See it if Rarely seen Kopit drama gets a potent staging (esp w/P'house's limitations) Absurdist dramedy/spectacle concerning Indian genocide by US
Don't see it if Cast size limits needed dramatic scale despite strong lead performances (esp Hardart) Kopit's tone veers toward Bretchian with mixed resilts
See it if you want to be challenged with a play that is as relevant today as it was in the sixties. What a daring thought provoking piece of theater
Don't see it if you only want a pleasant night in the theater with no thoughts at all.
"Impressive theatricality does not offer sufficient razzle dazzle to mask the play's deficiencies...Unfortunately, the play seems very much of its time...Structurally and dramatically, the play keeps the audience at a distance, and the characters are not emotionally involving. Either we have grown numb to this national critique, or 'Indians' accomplishes a rare feat in making genocide seem dull...Ultimately, 'Indians' is a frustrating theatre experience."
“Performed by 11 actors in 28 roles in a play originally staged with 50 actors, the production makes use of some rather strange casting so that not everyone is suitable for their assigned parts. The cross gender casting for the First Lady and Senator Dawes may be a contemporary touch but takes away from the historical authenticity of the drama. Actors recognizably reappear in second and third roles so that it becomes difficult to follow who is who.”
“The Metropolitan commits actorcide by having only 10 actors play all the roles, occasionally crossing genders to do so. The Goliath of Kopit's play wins before the David of this theatre can even draw its slingshot…For all the promise dormant in its iconic Western figures, the play is essentially a progression of scenes with a static dramatic arc and a persistently polemical purpose…Dully paced direction lacks propulsion…The Metropolitan's actors range from competent to amateurish.”
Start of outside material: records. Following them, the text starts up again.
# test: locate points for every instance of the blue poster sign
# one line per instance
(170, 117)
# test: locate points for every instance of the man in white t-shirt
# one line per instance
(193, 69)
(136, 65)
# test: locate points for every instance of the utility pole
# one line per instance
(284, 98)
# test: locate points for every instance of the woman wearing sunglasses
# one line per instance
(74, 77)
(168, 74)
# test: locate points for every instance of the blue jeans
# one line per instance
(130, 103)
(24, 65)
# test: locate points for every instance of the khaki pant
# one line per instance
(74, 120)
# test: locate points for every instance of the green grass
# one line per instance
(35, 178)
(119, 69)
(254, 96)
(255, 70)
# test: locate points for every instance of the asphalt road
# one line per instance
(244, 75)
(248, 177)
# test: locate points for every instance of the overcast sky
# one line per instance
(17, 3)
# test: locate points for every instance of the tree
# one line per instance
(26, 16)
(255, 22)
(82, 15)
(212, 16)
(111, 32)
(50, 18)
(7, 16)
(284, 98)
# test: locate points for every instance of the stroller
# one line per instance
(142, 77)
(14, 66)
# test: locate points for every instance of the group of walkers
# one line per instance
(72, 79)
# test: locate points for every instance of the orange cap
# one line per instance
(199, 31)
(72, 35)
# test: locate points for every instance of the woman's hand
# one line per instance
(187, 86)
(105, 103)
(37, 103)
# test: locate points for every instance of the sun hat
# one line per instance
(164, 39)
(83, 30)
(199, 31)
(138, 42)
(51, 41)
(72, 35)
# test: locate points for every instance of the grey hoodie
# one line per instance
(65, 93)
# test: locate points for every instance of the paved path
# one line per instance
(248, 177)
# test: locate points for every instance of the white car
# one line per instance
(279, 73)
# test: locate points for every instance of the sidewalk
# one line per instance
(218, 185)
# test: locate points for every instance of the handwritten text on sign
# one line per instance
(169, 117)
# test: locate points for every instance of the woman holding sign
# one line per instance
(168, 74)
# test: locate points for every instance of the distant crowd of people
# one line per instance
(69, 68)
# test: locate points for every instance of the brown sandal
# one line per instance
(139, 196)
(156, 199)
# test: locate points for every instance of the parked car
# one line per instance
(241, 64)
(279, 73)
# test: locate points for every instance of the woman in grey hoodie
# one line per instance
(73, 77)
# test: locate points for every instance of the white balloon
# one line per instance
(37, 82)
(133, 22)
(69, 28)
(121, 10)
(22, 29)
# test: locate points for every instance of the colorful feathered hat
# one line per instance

“This early work is neither linear history, nor unabashed polemic...It’s peppered with absurdity...Creative staging and playing farce earnestly are both paramount to make a production of ‘Indians’ successful. The first, Roe handles skillfully...The second necessary factor, however, has no moorings...This is an extremely mixed bag. The play would be served by cutting a good 20 minutes, but better served by better acting. Its message comes through loud and clear regardless.”